We need to do better job educating women about the availability of trained genetics counselors and the value they bring to support cancer risk assessment, education, and risk-reduction strategies. This is critical to ensuring that women are well informed about the value of the test in their own medical circumstances. We found that the major reason women did not receive genetic counseling was because it was not recommended to them by their physician. Further, the extent of nonuse of genetic counseling varied by the specialty type of the physician ordering the BRCA test.

For example, only 12% of women who had their BRCA testing ordered by their obstetrician/gynecologist received counseling before BRCA testing, compared with 36% for all physician types combined. Increasing awareness of ordering physicians about the importance and availability of genetic counseling represents an immediate opportunity to improve the care of these patients.  

Risk-Reducing Surgeries

Do we know the relationship between BRCA testing and prophylactic mastectomy?

There are not a lot data on the rate of risk-reduction surgeries (mastectomies and bilateral oophorectomies) in women who are tested and women with positive test results. In a 2009 review of 272 women who carry a BRCA mutation, 23% chose a risk-reduction mastectomy, and 51% chose risk-reduction oophorectomy following testing. Among BRCA carriers who chose these procedures, median time to both risk-reducing mastectomy and risk-reducing salpingo-oophorectomy was approximately 4 months after learning of BRCA-positive results.2

The ABOUT study did not look at the clinical outcomes following genetic testing. We are participating in a 5-year longitudinal study of the clinical outcomes for women who undergo BRCA testing and who have breast cancer.

Final Comments

Any last thoughts on this important issue? 

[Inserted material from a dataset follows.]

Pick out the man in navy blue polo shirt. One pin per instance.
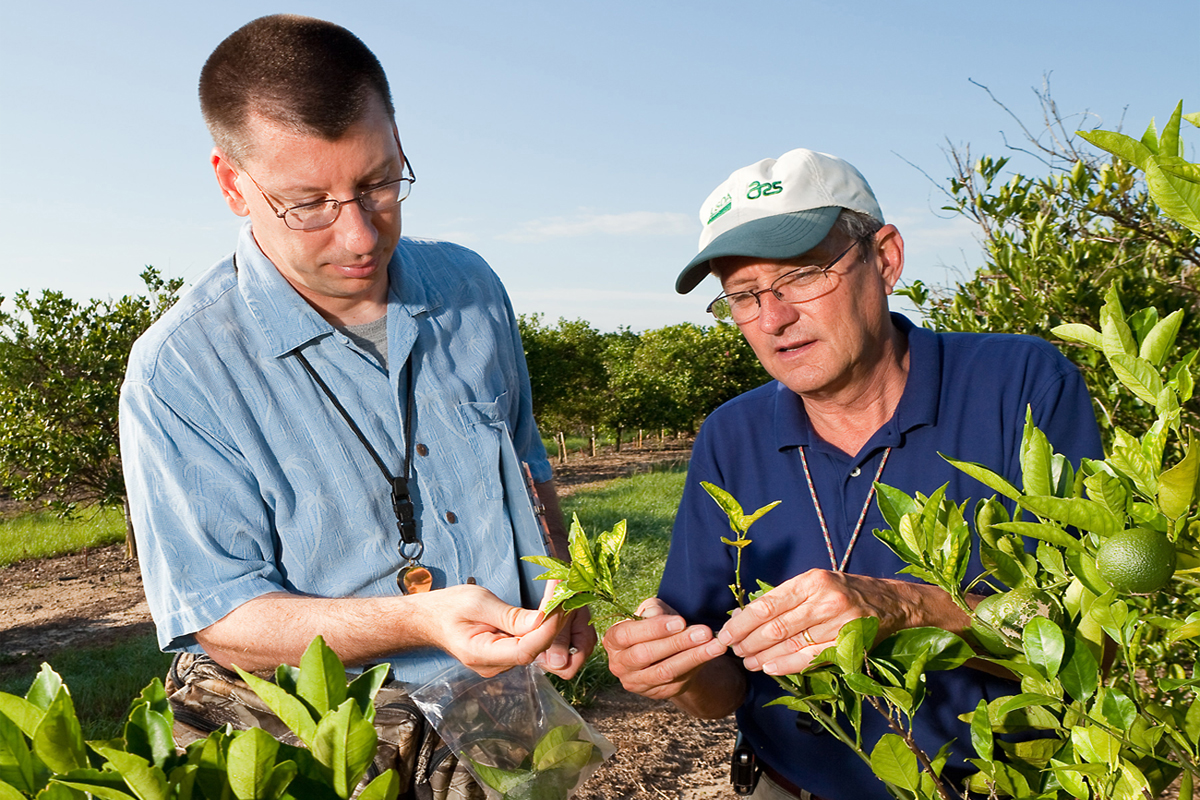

This study points out an important gap in care of women at risk for inherited breast and ovarian cancers. It found that the majority of women who are recommended for testing by their physicians do not receive genetic counseling, despite the guidelines of multiple medical professional societies and health agencies.

Consequently, women who are not counseled are less prepared to make an informed decision about testing and, perhaps, use the test results optimally. Multiple studies have found that nongenetics clinicians have low self-reported rates of genetics competency. We need to do a better job of supporting women in the receipt of these complex health care services. ■

Disclosure: Dr. Armstrong reported no potential conflicts of interest.

References

  1. Armstrong J, Toscano M, Kotchko N, et al: Utilization and outcomes of BRCA genetic testing and counseling in a national commercially insured population: The ABOUT Study. JAMA Oncol 1:1251-1260, 2015.
  2. Beattie MS, Crawford B, Lin F, et al: Uptake, time course, and predictors of risk-reducing surgeries in BRCA carriers. Genet Test Mol Biomarkers 13:51-56, 2009.